E la mozione di sfiducia a Bondi?
“Non è una questione cruciale, ma deciderà il coordinamento del Polo della Nazione”.

L’alleanza con Casini è strategica?
“Se si votasse, staremmo insieme. Ci sarebbe una competizione con tre soggetti e non con due. Fli comunque farà un congresso a febbraio. Abbiamo un’idea del centrodestra diversa da Berlusconi e Bossi. Senso delle Istituzioni, dello Stato, dell’etica pubblica, della legalità. Fli si muoverà con la sua identità insieme all’Udc, all’Api, all’Mpa e ai Liberaldemocratici. E anche nel Pdl tanti condividono questi ragionamenti”.

Molti dicono che il leader di questo schieramento è Casini e non lei.
“Mi fanno ridere. Qualcuno – soprattutto nel Pdl – ha una scarsa considerazione di me e di Casini. Pensano di farci litigare”.

Sui temi etici una qualche differenza, però, c’è.
“Quando si presenterà il problema, lo risolveremo con un solo principio: la libertà di coscienza. Questa è la regola nei partiti democratici. Questa è una vera concezione liberale che altri ignorano”.
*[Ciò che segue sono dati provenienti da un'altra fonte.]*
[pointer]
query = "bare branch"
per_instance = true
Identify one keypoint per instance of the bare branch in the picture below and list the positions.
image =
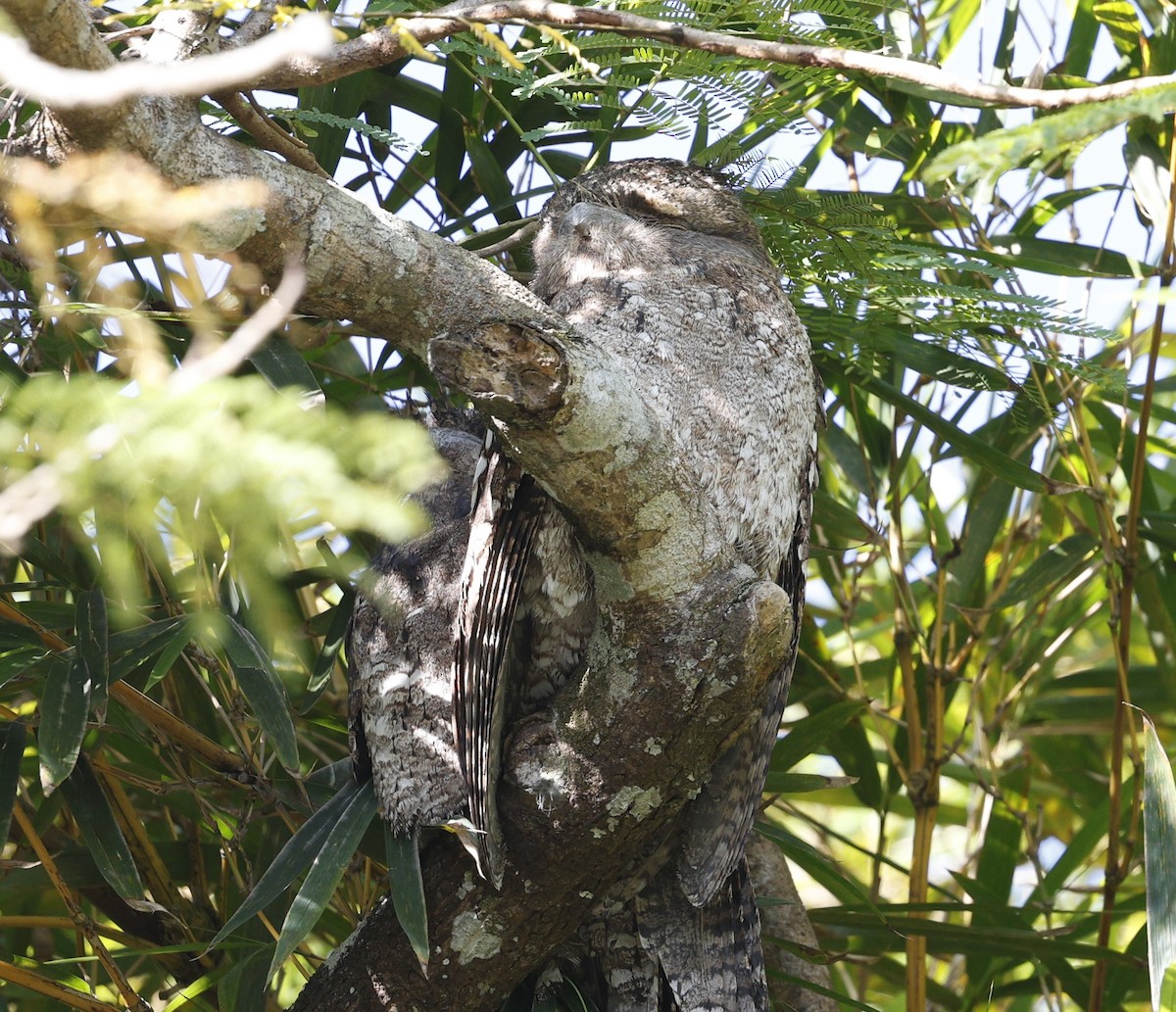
(381, 46)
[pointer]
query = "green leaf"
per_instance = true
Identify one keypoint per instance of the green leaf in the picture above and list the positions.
(409, 892)
(1048, 136)
(817, 866)
(332, 645)
(64, 709)
(1122, 24)
(338, 850)
(180, 637)
(265, 692)
(282, 365)
(976, 449)
(293, 859)
(92, 646)
(808, 735)
(1159, 854)
(242, 988)
(100, 831)
(12, 748)
(804, 783)
(1057, 563)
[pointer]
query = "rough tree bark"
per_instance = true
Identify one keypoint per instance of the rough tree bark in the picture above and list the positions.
(688, 637)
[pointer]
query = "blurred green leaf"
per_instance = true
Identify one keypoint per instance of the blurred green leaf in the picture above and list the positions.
(64, 709)
(12, 748)
(299, 852)
(407, 889)
(101, 833)
(1159, 851)
(326, 870)
(262, 687)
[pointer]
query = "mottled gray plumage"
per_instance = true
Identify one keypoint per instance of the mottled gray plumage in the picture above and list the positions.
(660, 264)
(526, 612)
(400, 654)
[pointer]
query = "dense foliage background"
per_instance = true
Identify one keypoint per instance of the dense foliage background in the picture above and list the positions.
(994, 572)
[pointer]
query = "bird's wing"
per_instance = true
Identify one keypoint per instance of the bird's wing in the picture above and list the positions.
(507, 510)
(710, 956)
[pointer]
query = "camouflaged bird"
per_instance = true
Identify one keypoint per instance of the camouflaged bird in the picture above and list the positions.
(659, 264)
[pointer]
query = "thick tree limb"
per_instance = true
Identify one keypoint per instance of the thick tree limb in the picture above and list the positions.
(298, 63)
(382, 46)
(687, 642)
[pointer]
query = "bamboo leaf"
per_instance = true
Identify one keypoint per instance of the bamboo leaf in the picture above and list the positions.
(265, 692)
(973, 447)
(101, 833)
(292, 860)
(338, 850)
(808, 735)
(12, 748)
(407, 889)
(64, 709)
(1056, 564)
(92, 646)
(1159, 853)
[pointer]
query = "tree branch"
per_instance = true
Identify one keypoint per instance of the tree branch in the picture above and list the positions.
(385, 45)
(687, 641)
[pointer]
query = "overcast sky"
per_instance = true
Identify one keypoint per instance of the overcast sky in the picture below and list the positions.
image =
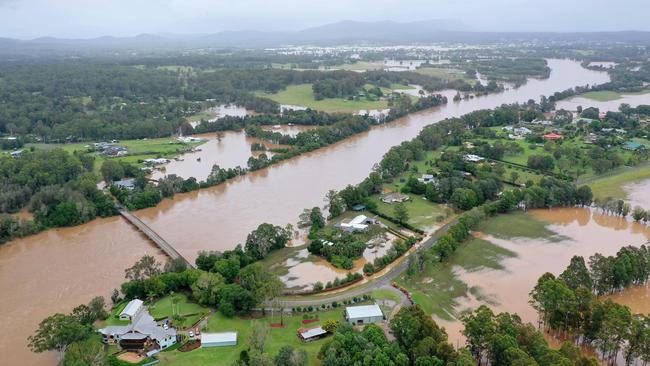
(92, 18)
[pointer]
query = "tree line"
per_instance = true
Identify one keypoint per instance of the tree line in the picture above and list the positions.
(568, 303)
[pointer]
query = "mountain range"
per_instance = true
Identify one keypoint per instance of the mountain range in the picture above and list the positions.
(344, 32)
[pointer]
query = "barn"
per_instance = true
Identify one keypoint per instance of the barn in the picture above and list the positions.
(218, 339)
(364, 314)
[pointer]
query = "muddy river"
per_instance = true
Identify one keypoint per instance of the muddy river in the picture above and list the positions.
(580, 232)
(57, 270)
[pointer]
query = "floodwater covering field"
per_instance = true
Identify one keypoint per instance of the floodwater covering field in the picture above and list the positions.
(572, 231)
(606, 105)
(67, 267)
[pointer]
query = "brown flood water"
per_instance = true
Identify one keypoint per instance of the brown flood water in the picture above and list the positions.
(70, 266)
(58, 269)
(583, 232)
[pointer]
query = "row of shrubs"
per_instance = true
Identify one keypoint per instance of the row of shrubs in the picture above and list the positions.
(333, 305)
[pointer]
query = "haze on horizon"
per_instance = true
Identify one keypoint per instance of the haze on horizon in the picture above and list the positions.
(26, 19)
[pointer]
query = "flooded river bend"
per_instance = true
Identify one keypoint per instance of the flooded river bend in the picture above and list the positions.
(57, 270)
Lei si sente un uomo di destra o di centro?
“I valori restano quelli di destra. Servirebbe però un libro per spiegare cosa si intende nel 2011 per destra, centro o sinistra. Sono categorie del secolo scorso. Se poi per destra si intendesse il prevalere della finanza sull’economia reale, allora non sarei di destra… altri ci si riconoscerebbero più facilmente”.

C’è chi usa il caso Fiat come bussola.
“Marchionne è il segno di quanto l’Italia è in ritardo. Ho tirato un sospiro di sollievo quando ho sentito il segretario della Cisl Bonanni dire che senza le fabbriche non ci sono nemmeno i diritti dei lavoratori”.
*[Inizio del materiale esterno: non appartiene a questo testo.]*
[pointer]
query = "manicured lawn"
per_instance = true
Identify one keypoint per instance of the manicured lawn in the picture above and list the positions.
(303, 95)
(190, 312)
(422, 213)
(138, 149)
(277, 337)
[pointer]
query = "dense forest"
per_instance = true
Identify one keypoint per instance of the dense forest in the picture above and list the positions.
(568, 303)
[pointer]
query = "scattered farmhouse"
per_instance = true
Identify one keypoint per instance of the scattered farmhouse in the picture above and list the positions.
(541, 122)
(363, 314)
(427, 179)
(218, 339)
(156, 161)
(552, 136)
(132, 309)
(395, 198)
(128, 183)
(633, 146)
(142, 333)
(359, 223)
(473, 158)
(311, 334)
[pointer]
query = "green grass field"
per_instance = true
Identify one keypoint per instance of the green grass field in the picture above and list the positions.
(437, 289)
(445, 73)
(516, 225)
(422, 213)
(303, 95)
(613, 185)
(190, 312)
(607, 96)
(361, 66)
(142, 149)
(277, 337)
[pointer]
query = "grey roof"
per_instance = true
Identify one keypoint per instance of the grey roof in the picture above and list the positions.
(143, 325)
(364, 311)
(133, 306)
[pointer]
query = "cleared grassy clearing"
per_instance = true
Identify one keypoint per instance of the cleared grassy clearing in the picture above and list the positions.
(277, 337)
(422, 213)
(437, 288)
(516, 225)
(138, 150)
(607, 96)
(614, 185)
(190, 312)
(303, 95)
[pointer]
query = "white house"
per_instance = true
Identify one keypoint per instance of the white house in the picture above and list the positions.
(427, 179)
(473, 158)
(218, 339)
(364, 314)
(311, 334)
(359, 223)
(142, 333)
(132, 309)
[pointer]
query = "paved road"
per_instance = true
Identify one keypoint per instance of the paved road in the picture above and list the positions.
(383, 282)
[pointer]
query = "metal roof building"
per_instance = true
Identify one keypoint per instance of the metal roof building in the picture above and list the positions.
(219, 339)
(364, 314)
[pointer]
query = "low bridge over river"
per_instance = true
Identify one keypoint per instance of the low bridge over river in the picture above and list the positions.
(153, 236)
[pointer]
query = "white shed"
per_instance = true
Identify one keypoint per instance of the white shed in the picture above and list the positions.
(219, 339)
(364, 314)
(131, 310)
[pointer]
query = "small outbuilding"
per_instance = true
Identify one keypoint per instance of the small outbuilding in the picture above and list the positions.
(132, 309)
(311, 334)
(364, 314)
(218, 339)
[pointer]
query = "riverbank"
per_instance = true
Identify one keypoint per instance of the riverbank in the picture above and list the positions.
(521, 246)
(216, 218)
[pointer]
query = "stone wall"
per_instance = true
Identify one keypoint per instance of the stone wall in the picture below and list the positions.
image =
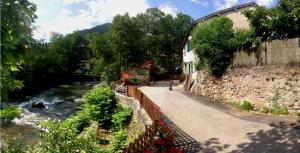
(138, 111)
(257, 85)
(276, 52)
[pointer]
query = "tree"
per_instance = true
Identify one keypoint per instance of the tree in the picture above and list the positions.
(213, 41)
(279, 22)
(16, 19)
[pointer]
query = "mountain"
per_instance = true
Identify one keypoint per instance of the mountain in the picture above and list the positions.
(101, 29)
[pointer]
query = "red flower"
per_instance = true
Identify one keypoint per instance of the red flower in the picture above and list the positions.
(161, 122)
(148, 151)
(160, 142)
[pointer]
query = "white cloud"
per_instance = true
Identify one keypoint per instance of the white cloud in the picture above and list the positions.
(97, 12)
(264, 2)
(204, 3)
(73, 1)
(223, 4)
(168, 8)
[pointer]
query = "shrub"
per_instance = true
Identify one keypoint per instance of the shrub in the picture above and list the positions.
(121, 117)
(59, 138)
(13, 145)
(9, 113)
(78, 121)
(142, 72)
(101, 102)
(118, 143)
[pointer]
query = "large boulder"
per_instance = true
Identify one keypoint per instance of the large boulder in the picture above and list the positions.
(39, 105)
Se fosse un operaio di Mirafiori lo voterebbe l’accordo?
“Senza dubbio. Il problema è che la politica è assente. ha delegato tutto alle parti sociali anche sulla rappresentanza. Bersani ha fatto bene a dire che si discute e poi l’esito del referendum si rispetta. Nessun paese occidentale si trova in questa condizione”.